Will be removing the 'highwaympg' feature because it has 500+ values(coefficients) that equal 0 

In [5]:
## removing 'highwaympg' because of the lambda value and defining input and target variables
X_train = X.drop(columns = ['highwaympg'], axis = 1)
X_test = X.drop(columns = ['highwaympg'], axis = 1)

## splitting the data into 80% training and 20% testing
X_train, X_test, Y_train, Y_test = train_test_split(X, Y)

In [6]:
## creating function (defined by def), applied to each of the columns (axis = 1, columns)
## normalizing the data so that there is no bias
def l2_normalization(X):
    x_mean = np.mean(X)
    l2 = np.sqrt(sum(X**2))
    return (X - x_mean) / l2

## making sure variables are all on the same scale
X_train = X_train.apply(l2_normalization, axis = 1)
X_test = X_test.apply(l2_normalization, axis = 1)

## Building both Linear and Ridge Regression Models

In [7]:
## Building  both linear and ridge regression models

## defining a list to store 100 optimal lambda values
ridge_lambda = list()

for i in range (0,100):
    
    ## estimating the best lambda (Ridge)
    ridge_cv = RidgeCV(alphas = [0.001, 0.01, 0.1, 1, 10, 100], cv = 5).fit(X_train, Y_train)
    
    ## estracting the optimal lambda
    cv_lambda = ridge_cv.alpha_
    
    ## appending the results to a list
    ridge_lambda.append(cv_lambda)
    
## finding out what is the most common lambda value
import statistics 
from statistics import mode
print('The most common lambda is', (mode(ridge_lambda)))

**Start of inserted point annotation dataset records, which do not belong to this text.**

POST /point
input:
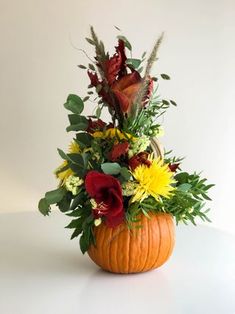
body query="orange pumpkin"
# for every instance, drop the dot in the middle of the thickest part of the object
(123, 250)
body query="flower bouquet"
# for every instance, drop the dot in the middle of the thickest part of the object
(121, 190)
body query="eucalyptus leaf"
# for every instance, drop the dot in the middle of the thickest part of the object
(74, 103)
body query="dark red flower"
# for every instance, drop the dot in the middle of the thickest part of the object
(102, 90)
(115, 66)
(173, 167)
(107, 192)
(139, 159)
(118, 150)
(95, 125)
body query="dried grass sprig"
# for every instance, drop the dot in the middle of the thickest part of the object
(143, 89)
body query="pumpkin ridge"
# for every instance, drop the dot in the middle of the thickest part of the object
(110, 251)
(159, 245)
(147, 254)
(129, 248)
(170, 240)
(172, 234)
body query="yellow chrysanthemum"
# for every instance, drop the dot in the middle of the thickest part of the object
(112, 133)
(155, 180)
(64, 175)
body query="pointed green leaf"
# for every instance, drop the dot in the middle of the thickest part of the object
(44, 207)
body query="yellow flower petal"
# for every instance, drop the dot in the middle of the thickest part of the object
(155, 180)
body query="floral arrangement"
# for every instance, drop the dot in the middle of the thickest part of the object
(115, 171)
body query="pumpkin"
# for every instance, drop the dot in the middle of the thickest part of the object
(123, 250)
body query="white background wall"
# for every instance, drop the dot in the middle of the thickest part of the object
(39, 69)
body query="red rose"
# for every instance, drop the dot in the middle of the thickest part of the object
(139, 159)
(107, 192)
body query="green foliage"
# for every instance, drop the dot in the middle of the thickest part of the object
(112, 168)
(74, 103)
(190, 190)
(126, 42)
(55, 196)
(77, 123)
(44, 207)
(187, 202)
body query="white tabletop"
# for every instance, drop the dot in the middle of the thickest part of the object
(43, 272)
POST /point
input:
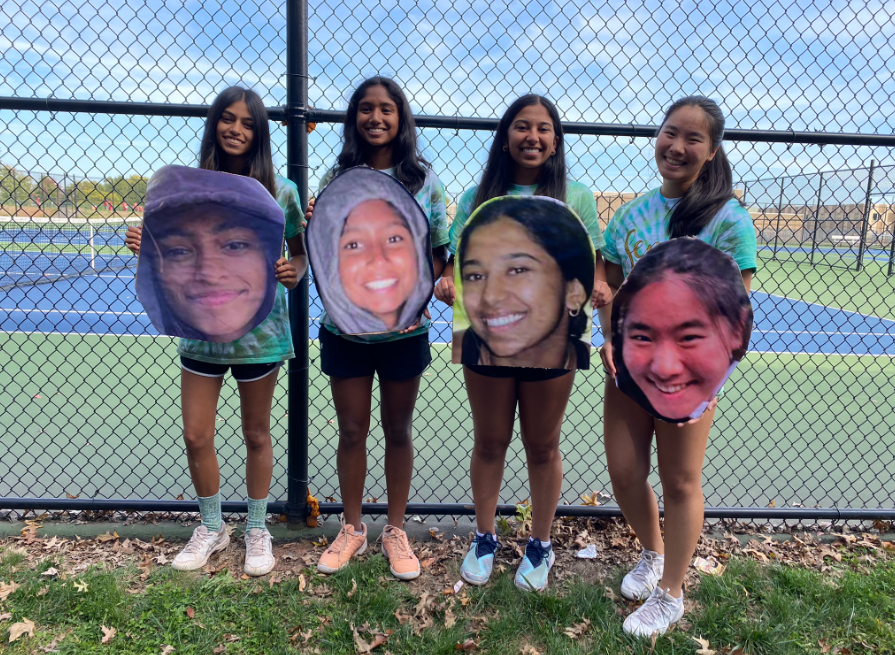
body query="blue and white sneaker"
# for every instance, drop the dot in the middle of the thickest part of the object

The most common lambda is 0.001


In [8]:
## extracting the best lambda value (Ridge)
CV_lambda = ridge_cv.alpha_
print('The best lambda of the ridge model is', CV_lambda)

## building the linear(1st) and ridge (2nd) regression model
lm_md = LinearRegression().fit(X_train, Y_train)
ridge_md = Ridge(alpha = cv_lambda).fit(X_train, Y_train)

## Predicting on testing dataset
lm_pred = lm_md.predict(X_test)
ridge_pred = ridge_md.predict(X_test)

## Computing the MSE of the Models
mse1 = np.mean(np.power(Y_test - lm_pred, 2))
mse2 = np.mean(np.power(Y_test - ridge_pred, 2))

    
print('The MSE of the Linear Regression Model is', mse1)
print('The MSE of the Ridge Regression Model is', mse2)

The best lambda of the ridge model is 0.001
The MSE of the Linear Regression Model is 14403871.56213078
The MSE of the Ridge Regression Model is 16547976.292737931


In [9]:
mse1<mse2

True

I would chose the Linear Regression Model, model 1, because of the lower MSE value.